Before our daughter could say “Thank You,” she could sign “Thank you.”
“Please,” “More,” and “Thank you,” were the first three signs we taught her.
Thanks is a response we all try to instill in our children from the earliest age. “Please” and “Thank You,” are phrases that can help us in any situation.
Those foundational words of life are also foundational words of faith. In her book, Help, Thanks, Wow, author Anne Lamott says that “Thanks” is one of the most important prayers we ever pray. It connects us to others as we express our gratitude, and it brings us closer to God, as we acknowledge God’s work in our lives.

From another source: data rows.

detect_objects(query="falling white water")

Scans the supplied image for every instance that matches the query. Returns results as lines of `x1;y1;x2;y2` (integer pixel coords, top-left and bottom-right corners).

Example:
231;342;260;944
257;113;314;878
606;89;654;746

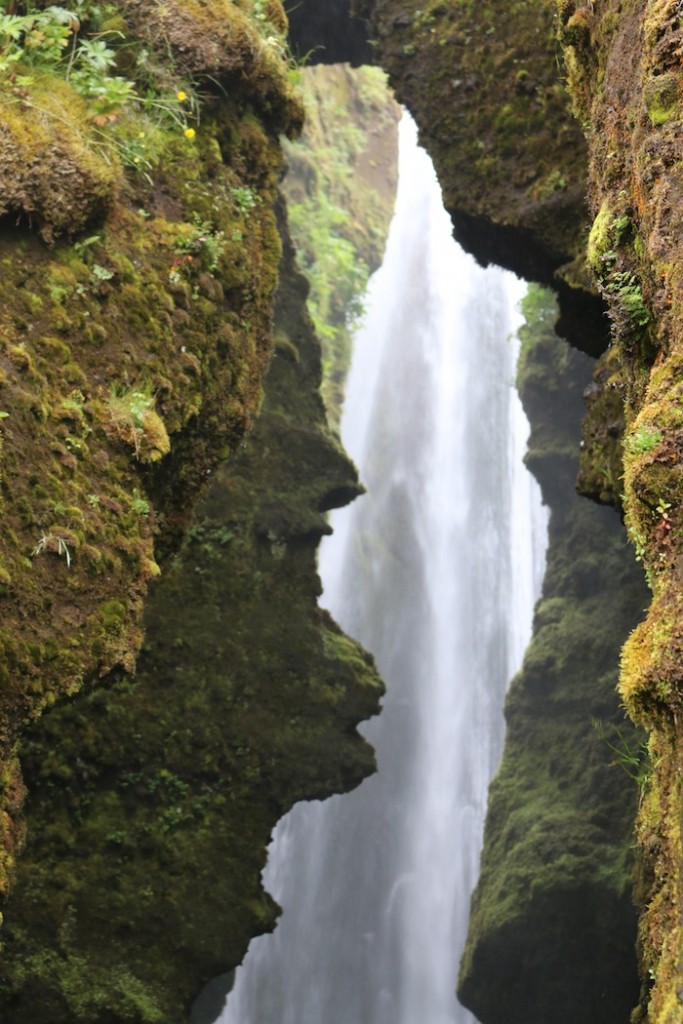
220;113;547;1024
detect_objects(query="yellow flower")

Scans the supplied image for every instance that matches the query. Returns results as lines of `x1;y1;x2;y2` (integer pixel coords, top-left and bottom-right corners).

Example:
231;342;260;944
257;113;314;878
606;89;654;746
176;90;187;102
184;127;196;140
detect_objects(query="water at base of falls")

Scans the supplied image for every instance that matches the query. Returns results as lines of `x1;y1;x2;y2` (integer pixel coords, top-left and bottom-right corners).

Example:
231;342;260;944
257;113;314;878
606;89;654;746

Thirteenth century theologian, Meister Eckhart, wrote, “If the only prayer you say in your entire life is ‘Thank You,’ that would suffice.” In a way, he’s telling us that thanksgiving is the highest form of faith.
The Apostle Paul urges us to “give thanks in all circumstances” (1 Thessalonians 5:18). But that’s hard to do when the circumstances of life are consumed by deadlines and carpool. Perhaps the thing we need most this Thanksgiving is a sense of contentment amid the chaos. Cultivating contentment means spending more time giving thanks for what we have than thinking about what’s wrong or missing from life.

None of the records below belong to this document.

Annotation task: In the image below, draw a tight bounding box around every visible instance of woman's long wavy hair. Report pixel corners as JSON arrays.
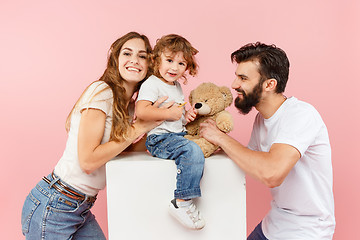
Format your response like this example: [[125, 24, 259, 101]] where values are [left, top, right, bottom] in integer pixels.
[[65, 32, 152, 141]]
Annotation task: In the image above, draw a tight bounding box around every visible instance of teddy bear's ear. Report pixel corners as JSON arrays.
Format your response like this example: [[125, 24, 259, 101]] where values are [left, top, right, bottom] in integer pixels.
[[220, 86, 233, 107]]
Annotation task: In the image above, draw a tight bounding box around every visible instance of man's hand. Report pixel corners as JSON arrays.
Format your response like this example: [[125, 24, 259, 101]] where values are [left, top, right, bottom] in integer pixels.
[[199, 119, 226, 146]]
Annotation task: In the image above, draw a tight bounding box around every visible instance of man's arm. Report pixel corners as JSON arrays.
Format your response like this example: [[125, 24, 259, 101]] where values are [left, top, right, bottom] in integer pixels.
[[200, 119, 300, 188]]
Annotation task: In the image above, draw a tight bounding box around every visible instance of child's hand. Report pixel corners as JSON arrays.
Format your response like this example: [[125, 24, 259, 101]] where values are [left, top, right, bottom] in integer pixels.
[[185, 105, 198, 123]]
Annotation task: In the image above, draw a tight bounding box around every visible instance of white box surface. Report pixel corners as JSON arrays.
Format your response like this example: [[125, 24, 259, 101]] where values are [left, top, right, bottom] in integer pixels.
[[106, 152, 246, 240]]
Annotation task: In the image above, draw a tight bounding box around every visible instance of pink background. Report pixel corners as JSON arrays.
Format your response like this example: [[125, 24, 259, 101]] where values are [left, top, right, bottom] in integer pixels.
[[1, 0, 359, 239]]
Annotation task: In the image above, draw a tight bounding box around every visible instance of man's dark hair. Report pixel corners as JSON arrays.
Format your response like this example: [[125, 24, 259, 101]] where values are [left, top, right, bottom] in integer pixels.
[[231, 42, 290, 93]]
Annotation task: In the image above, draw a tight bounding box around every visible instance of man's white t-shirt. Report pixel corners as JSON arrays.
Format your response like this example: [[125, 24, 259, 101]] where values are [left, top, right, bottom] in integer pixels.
[[248, 97, 335, 239], [54, 81, 134, 196], [137, 75, 186, 136]]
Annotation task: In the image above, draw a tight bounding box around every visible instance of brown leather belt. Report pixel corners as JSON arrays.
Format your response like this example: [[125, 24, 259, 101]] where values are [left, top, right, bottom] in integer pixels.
[[42, 172, 97, 204]]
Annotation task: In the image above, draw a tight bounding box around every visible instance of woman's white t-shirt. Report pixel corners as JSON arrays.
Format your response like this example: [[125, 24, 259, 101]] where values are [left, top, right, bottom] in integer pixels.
[[54, 81, 129, 196]]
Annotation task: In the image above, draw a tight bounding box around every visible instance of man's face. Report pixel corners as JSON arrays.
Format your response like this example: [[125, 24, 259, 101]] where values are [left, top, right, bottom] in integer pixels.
[[231, 61, 264, 114]]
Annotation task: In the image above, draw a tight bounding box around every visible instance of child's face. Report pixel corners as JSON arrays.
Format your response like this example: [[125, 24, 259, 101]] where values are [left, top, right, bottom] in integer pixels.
[[158, 50, 187, 85]]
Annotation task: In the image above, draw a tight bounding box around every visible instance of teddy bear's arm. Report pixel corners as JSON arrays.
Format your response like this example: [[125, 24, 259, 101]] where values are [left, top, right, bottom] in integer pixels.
[[215, 111, 234, 133], [185, 119, 200, 135]]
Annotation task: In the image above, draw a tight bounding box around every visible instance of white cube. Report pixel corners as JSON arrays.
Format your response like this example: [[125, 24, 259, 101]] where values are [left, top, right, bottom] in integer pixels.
[[106, 152, 246, 240]]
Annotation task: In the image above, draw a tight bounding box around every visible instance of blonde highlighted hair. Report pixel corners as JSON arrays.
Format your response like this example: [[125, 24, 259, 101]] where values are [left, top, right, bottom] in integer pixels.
[[65, 32, 152, 141], [152, 34, 198, 83]]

Some people call this an “attitude of gratitude.” Gratitude is a sign that we are living in the present moment. November is the perfect time to cultivate this sense of gratitude. You don’t have to go out and buy anything to do this.

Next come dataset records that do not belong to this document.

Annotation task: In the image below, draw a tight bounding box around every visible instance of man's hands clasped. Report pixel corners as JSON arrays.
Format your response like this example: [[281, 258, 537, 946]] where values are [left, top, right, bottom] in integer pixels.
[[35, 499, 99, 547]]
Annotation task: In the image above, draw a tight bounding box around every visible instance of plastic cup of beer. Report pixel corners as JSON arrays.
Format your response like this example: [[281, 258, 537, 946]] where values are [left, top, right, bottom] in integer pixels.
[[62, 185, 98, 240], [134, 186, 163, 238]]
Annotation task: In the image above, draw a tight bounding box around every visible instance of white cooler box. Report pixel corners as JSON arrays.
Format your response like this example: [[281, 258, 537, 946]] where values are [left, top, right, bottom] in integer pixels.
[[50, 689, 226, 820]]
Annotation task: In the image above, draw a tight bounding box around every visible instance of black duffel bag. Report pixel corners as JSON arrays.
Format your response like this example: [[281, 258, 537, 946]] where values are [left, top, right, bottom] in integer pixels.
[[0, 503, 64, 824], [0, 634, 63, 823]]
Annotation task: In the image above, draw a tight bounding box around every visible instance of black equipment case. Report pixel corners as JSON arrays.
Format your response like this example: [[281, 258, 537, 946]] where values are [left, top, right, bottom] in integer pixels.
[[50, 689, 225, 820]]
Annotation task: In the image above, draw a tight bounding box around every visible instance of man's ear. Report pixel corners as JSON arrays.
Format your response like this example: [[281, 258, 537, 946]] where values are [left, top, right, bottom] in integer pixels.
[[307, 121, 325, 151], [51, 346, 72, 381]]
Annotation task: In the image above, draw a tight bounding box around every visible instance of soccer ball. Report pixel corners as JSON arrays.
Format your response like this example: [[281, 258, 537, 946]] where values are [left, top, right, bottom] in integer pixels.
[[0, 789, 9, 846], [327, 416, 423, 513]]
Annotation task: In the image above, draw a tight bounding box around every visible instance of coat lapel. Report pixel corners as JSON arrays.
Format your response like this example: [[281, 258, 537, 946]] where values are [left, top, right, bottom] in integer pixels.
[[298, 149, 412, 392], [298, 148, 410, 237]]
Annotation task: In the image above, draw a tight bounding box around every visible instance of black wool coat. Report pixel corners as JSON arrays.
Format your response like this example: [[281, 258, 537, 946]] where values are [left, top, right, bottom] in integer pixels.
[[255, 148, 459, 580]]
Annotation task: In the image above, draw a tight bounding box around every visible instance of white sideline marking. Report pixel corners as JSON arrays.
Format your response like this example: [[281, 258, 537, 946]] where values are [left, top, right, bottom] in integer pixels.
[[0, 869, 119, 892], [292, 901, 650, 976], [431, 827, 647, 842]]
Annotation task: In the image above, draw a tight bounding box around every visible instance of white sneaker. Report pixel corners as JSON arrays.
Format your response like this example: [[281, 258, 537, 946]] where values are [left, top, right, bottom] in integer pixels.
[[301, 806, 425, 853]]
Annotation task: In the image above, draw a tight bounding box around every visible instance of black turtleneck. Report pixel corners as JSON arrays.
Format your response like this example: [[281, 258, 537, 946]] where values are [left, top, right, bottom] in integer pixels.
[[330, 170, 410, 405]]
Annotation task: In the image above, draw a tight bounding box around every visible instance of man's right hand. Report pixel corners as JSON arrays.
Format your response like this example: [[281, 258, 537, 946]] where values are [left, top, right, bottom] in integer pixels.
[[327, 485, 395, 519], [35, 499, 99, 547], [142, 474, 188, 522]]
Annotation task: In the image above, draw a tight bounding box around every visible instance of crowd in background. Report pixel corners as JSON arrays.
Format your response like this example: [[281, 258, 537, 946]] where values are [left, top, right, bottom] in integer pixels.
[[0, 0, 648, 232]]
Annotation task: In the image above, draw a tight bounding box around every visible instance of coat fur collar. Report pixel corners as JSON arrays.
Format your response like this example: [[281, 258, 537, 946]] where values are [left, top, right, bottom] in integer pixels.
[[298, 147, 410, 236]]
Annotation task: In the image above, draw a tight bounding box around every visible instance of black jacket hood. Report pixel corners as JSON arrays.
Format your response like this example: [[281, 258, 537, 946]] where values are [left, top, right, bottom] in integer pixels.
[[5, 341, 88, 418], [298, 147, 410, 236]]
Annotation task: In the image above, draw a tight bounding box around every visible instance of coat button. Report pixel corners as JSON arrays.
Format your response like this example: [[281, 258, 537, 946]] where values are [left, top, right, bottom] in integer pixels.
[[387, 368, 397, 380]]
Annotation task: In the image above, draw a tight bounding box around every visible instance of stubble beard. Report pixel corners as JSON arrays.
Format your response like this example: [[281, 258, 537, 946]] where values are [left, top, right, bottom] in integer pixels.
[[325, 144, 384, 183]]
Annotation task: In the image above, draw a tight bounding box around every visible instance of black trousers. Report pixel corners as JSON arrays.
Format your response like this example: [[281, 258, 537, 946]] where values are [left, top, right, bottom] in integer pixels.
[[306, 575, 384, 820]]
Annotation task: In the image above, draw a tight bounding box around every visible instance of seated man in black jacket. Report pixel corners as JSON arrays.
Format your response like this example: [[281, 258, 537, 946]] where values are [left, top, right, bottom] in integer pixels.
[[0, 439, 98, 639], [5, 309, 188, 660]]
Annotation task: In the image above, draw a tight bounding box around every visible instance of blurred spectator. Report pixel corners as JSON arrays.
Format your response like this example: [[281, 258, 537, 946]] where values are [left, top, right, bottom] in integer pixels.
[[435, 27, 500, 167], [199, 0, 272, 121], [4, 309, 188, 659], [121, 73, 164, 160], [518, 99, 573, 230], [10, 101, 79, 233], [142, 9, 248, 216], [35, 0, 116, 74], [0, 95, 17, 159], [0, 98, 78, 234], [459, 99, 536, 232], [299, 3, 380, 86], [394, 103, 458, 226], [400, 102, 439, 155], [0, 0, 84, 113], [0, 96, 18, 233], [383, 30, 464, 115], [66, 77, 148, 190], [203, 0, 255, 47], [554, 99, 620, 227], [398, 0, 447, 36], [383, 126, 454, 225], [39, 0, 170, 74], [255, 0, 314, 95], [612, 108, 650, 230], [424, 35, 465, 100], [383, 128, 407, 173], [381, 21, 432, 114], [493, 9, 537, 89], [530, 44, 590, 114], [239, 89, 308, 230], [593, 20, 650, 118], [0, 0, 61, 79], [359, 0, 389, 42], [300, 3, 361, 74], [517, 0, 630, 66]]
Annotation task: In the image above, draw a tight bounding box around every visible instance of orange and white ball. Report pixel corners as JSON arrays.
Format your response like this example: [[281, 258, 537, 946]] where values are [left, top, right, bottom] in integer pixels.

What if you decided to make a list every day of the blessings God has given you and your family? This could happen verbally, or write them down and watch the list grow. Not sure where to begin? Keep it basic. Thank God for the roof over your head that kept you safe through the night.
Our prayers of “Thanks,” have a way of shaping us. I am most content when I choose to emphasize the positive and focus on the good. May your everyday expressions of gratitude create a sense of wonder, joy, and love within your heart and your family.